CAPÍTULO IV

¡ERES UN APRENDIZ DE GUNMAN!

Lpenas había amanecido cuando Pancho despertó a Wilcom, a quien le aconsejaron diera una cabezada para estar más fresco y dispuesto a enfrentarse con lo que sucediera.

—Vamos, amigo; que es horita casi de acostarse ya otra vé.

Desde la ventana Joe miraba, observando todos los movimientos de los tipos que había reclutado el viejo Foster. Ya estaban en pie, y algunos de ellos estaban todavía lavándose en los cubos. Se movían exactamente como si nada hubiese ocurrido, o como si no les preocupase en absoluto la muerte del ranchero.

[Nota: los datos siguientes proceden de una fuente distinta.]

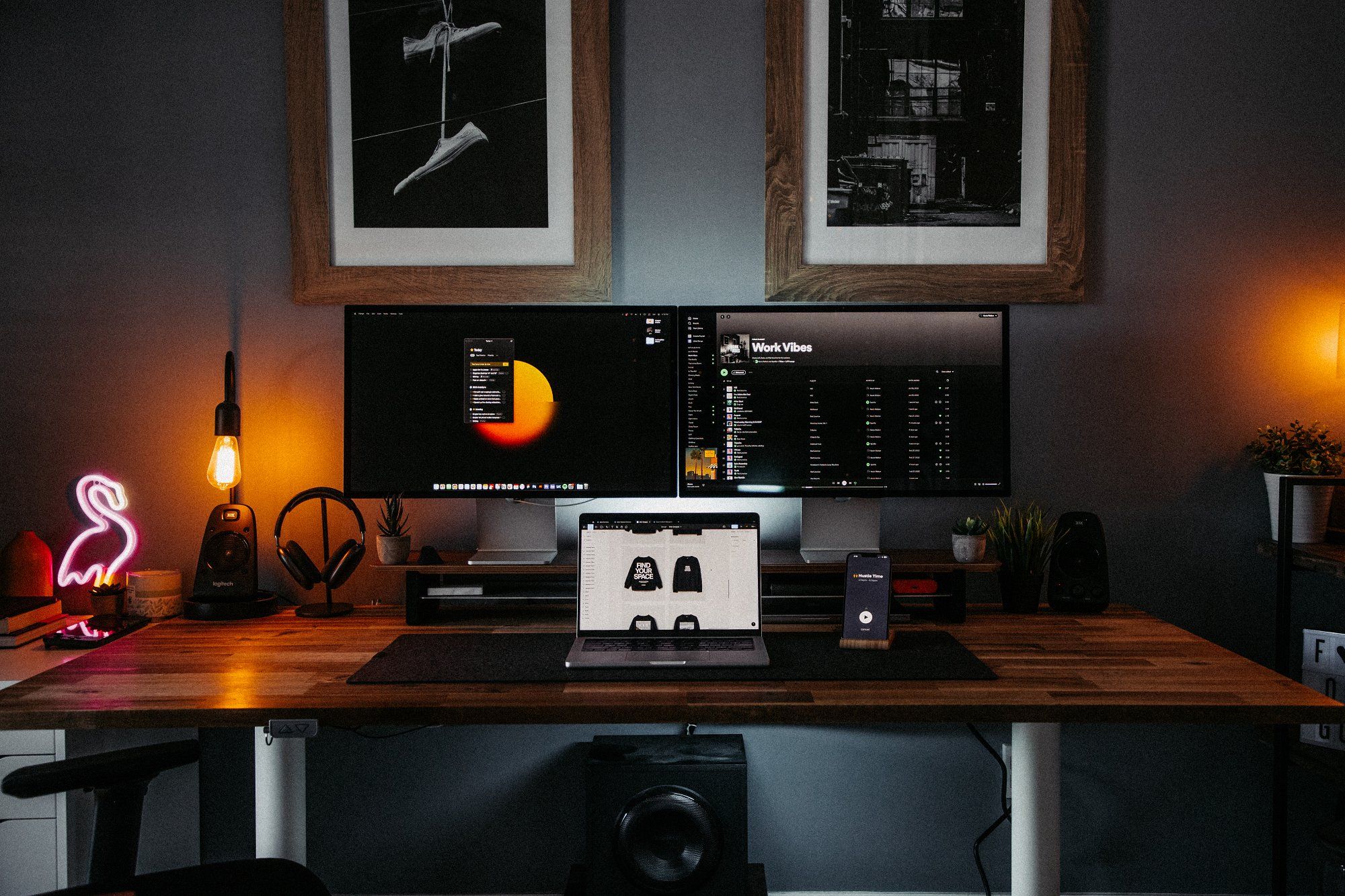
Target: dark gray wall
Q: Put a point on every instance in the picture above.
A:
(145, 232)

Hasta que el sol no estuvo bastante alto, ninguno de ellos se acercó a la casa para saber qué tal pasara la noche la patrona. Fue un tipo alto, delgado, vestido como los vaqueros de Arizona, el que se llegó hasta la puerta y, al comprobar que estaba cerrada por dentro, golpeó fuerte en ella.

La boca de Joe inició una sonrisa que más bien parecía una amenaza. En aquel sujeto había reconocido a «el Chacal» de Fuerte Worth y no lo esperaba tan pronto por allí. Debió llegar aquella noche también, sin duda para esconder en el rancho la humillación que él le hiciera sufrir en el «rodeo». Recordó la amenaza que le dirigiera entonces y pensó que se iban a encontrar frente a frente mucho antes de lo que el otro se esperaba.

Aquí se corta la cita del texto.